It's an awkward moment to post this newsletter: the Interactive Fiction competition is set to end at midnight, and the Procedural Generation Jam two hours after that. But then, once they're both done I'm going to need some time looking at the entries, so maybe it's better to leave them for next week.

For now, other news. After Prince of Persia, another gaming classic has its source code recovered and made public. Atari's Star Raiders is now on the Internet Archive, in the form of a book full of 6502 assembly code. A few volunteers have started moving it to GitHub, but from here to being able to rebuild the game is a long way. Still, it's one more bit of gaming history preserved for future generations.

Moving on. Nowadays it seems hard to believe, but there was a time when PCs didn't come with built-in sound cards. Well, there's a book out recounting how it all started, and it turns out the Sound Blaster won via business trickery, not technical excellence. Where did we hear that before?

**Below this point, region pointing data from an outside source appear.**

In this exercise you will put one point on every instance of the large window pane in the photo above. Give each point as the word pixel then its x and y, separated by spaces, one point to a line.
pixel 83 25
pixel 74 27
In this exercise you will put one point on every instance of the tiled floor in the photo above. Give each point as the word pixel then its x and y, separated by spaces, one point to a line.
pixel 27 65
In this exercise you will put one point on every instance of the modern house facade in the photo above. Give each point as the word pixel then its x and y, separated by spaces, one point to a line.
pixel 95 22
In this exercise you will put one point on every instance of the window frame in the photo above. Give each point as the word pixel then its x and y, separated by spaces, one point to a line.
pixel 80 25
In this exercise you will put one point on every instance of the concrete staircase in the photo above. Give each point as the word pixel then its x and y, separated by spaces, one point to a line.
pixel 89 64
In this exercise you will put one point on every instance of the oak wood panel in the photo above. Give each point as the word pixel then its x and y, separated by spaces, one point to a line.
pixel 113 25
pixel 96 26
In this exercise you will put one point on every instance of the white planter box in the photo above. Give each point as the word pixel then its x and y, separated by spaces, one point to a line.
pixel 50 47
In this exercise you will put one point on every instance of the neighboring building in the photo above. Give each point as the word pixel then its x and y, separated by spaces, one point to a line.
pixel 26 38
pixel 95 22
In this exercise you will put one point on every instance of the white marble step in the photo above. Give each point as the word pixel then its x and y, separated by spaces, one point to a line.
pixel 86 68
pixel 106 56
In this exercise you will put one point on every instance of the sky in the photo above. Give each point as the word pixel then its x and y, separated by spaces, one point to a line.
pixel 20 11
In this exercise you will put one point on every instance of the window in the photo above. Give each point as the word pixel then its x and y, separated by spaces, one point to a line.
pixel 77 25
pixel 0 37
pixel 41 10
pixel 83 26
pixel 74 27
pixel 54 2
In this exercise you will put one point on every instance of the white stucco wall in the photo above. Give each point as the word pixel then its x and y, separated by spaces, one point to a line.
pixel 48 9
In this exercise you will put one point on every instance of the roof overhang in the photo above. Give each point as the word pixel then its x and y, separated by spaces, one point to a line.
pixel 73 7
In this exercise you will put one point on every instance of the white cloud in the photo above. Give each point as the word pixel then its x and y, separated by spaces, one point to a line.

Oh yeah, it's how Microsoft ended up utterly dominating the operating system market for decades. Still think capitalism has your best interests in mind?

Last but not least, I rant often enough against the dangers of always chasing the latest fad in computer graphics, so it warms my heart to see that artists from outside the digital realm understand the issue better than people who spent decades immersed in it. As the article points out,

The odd thing about games as opposed to more traditional mediums such as painting is how entire aesthetics are often considered obsolete as technology progresses. Imagine if cubism or impressionism were simply tossed aside with the invention of digital painting.

Oh, there is the occasional exception to that, such as pixel art, but we need many more such exceptions. And while my own experiment with low-poly art didn't go anywhere, the potential is obvious. So consider it, maybe?